RE: glyph selection for Unicode in browsers

From: Murray Sargent (murrays@Exchange.Microsoft.com)
Date: Thu Sep 26 2002 - 20:24:08 EDT

  • Next message: Kenneth Whistler: "Re: Keys. (derives from Re: Sequences of combining characters.)"

    I don't think the idea is that codepage equals language. Rather codepage
    equals a writing system, which consists of one or more scripts (e.g., 6
    scripts for ShiftJIS). As such the codepage is a useful cue in choosing
    an appropriate font for rendering text.
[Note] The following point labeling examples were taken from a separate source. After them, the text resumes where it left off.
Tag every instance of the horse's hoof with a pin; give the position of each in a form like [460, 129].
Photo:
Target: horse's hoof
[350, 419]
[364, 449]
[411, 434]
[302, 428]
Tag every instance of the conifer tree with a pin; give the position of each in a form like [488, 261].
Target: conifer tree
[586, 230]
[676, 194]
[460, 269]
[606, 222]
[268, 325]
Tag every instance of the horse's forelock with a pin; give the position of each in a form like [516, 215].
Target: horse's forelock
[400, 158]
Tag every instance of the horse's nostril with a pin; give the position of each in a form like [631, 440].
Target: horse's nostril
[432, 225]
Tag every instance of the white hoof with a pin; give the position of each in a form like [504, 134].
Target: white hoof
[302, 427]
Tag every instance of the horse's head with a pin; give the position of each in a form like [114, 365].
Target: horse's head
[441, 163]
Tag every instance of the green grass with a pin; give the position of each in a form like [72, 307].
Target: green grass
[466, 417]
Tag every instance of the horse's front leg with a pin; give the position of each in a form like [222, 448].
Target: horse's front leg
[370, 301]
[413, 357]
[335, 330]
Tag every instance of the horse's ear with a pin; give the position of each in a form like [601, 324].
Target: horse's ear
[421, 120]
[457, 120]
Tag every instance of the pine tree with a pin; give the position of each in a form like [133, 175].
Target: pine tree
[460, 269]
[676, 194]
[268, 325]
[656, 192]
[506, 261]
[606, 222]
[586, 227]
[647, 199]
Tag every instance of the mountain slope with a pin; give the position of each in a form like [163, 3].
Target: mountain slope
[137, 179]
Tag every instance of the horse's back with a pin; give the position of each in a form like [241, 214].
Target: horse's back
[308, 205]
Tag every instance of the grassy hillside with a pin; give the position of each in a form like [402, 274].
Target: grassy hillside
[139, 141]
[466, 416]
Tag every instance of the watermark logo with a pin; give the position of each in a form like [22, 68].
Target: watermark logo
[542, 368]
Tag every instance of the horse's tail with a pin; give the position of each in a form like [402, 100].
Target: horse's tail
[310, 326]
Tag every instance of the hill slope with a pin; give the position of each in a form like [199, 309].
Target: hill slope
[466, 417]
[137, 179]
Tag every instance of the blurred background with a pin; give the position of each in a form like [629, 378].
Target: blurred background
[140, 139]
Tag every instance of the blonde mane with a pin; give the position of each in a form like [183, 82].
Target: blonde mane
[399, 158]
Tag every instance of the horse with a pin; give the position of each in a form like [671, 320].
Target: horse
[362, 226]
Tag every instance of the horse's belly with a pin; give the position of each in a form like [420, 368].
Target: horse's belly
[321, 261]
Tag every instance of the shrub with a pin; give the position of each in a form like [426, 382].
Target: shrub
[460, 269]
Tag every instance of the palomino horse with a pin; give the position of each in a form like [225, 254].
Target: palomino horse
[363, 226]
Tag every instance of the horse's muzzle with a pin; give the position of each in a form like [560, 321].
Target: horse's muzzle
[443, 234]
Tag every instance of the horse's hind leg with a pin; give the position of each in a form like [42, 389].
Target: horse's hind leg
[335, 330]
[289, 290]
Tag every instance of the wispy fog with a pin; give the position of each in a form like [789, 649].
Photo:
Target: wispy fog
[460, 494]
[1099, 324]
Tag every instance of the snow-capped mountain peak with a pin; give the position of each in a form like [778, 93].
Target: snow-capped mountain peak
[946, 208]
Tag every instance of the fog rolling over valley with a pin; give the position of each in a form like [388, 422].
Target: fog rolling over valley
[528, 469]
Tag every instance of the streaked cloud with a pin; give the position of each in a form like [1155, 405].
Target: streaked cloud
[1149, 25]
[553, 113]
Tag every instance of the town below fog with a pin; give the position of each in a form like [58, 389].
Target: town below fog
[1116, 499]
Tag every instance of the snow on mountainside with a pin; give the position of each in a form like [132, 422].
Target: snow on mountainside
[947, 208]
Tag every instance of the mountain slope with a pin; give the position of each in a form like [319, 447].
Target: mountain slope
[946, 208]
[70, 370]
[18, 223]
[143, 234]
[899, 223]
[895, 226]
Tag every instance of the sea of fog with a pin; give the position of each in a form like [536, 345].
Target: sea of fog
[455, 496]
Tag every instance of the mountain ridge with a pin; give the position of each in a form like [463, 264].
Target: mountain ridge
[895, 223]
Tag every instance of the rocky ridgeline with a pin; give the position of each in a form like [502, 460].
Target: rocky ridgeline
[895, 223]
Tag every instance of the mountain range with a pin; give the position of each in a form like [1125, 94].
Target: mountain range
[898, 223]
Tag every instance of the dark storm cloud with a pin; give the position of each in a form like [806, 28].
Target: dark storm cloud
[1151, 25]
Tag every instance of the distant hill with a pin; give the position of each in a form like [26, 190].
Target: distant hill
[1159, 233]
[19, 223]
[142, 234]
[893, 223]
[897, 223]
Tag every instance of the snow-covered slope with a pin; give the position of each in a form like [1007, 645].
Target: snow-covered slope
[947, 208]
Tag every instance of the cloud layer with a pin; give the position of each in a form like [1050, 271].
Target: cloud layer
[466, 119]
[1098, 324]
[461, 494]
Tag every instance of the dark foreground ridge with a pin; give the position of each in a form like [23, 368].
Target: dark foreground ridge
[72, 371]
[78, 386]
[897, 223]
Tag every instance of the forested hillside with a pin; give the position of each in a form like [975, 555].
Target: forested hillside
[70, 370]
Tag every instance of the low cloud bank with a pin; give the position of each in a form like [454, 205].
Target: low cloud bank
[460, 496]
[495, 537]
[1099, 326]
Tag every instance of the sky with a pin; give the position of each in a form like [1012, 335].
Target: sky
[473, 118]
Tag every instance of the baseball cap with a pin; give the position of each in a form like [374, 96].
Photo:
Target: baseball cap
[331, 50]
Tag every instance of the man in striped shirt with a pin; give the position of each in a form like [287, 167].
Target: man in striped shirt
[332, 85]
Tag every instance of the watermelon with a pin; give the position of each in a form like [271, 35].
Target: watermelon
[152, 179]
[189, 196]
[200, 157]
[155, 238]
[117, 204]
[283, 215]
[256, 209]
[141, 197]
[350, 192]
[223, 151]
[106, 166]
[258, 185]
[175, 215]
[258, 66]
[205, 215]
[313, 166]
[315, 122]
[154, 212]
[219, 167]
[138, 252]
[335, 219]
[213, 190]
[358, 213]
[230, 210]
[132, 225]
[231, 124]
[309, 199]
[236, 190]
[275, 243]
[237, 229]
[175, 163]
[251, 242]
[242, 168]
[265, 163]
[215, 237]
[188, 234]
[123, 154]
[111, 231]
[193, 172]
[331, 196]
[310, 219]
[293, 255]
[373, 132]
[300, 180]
In the RichEdit edit engine, we
    use a codepage generalization called a CharRep and break Unicode plain
    text into runs of text each characterized by a particular CharRep. We
    then bind these runs to appropriate fonts for rendering. There are many
    additional considerations, so unfortunately this isn't an easy task. But
    with enough refinements it works quite well.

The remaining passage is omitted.